It's just a ploy for attention. That, in itself, is actually very simple, but the means we can go to in order to obtain validation can indeed be complex. We can pretty much guarantee that a person is composed of more than one feature, and even two variables create complexity, so it really becomes a matter of comparing individuals to determine the individual's complexity as a meta-attribute. This is really hard to do.
"How dreadful!" cried Lord Henry. "I can stand brute force, but brute reason is quite unbearable. There is something unfair about its use. It is hitting below the intellect." ~ Oscar Wilde - The picture of Dorian Gray
[*]What's the feedback been from others about whether you're simple or complex?

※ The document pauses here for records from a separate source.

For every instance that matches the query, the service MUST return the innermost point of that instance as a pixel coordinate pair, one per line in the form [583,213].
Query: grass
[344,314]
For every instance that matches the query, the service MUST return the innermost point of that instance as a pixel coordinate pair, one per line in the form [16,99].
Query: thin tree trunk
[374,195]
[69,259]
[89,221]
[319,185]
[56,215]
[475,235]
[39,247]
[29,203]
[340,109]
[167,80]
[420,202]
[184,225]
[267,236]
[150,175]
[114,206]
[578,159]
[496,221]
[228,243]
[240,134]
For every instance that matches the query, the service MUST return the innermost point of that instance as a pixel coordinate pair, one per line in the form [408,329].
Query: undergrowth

Complex ["you think too much", "complicate things"]. Also, I've had this word specifically directed at me, and often in disparaging terms.

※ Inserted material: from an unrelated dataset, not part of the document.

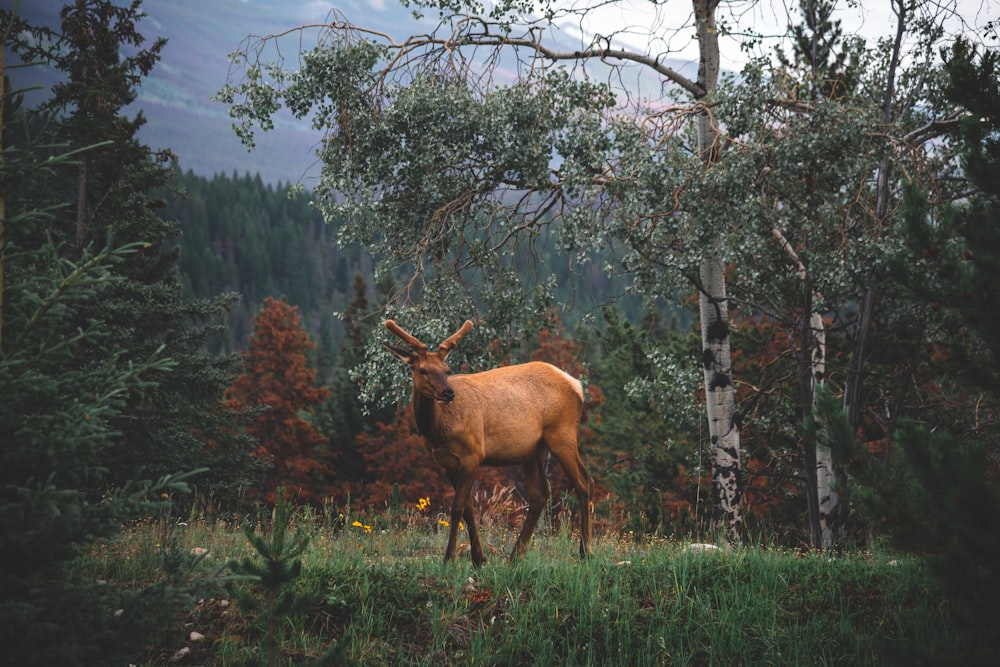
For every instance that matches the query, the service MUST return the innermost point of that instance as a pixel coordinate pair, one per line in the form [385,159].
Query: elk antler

[*]If there's disparity between the two views, have you or have you not attempted to reconcile the two?
[*]If you've attempted to reconcile the two, why or what was the disparity?

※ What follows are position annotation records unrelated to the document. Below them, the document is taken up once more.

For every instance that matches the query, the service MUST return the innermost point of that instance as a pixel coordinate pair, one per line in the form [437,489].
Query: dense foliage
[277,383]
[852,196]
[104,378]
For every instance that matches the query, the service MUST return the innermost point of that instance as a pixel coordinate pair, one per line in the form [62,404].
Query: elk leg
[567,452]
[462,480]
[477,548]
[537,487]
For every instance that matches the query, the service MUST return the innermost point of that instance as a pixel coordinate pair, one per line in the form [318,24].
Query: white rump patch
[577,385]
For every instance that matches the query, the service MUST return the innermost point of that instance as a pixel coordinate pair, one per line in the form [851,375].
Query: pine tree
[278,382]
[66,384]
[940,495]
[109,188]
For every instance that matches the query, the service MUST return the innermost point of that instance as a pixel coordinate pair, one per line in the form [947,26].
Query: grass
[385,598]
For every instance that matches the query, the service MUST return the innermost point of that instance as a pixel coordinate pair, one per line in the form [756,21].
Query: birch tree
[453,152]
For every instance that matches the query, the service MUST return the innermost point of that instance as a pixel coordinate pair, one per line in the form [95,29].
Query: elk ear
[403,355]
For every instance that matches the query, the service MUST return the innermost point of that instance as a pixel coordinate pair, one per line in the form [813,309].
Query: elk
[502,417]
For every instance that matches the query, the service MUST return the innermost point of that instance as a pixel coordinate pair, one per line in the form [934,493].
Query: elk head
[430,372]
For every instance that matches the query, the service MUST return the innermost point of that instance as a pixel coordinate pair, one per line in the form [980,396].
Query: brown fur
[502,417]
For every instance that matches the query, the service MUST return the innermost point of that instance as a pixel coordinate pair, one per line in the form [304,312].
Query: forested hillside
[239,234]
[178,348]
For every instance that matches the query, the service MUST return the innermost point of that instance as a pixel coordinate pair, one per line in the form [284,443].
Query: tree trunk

It's not my aim to be viewed as either of the dichotomy: simple or complex, as I don't care how others perceive me, in this regard. I'm more interested in reconciling why certain views or ideas of mine are seen as complex - I like simplifying things into a logical sequence of pattern. Being able to effectively translate my understanding, my knowledge, to be understood by the receipient. Explaining myself, basically.
As for why I think people often think I am "complex" while I think I'm simple is simply because I have all the inside scoop on myself, that no one else is privy to, completely. So, they usually see the surface inquiries buzzing around me, the questioning, the scrutiny into matters.......they don't get to see the calm of self-reflection once I've reached an understanding within myself (sometimes, some people do).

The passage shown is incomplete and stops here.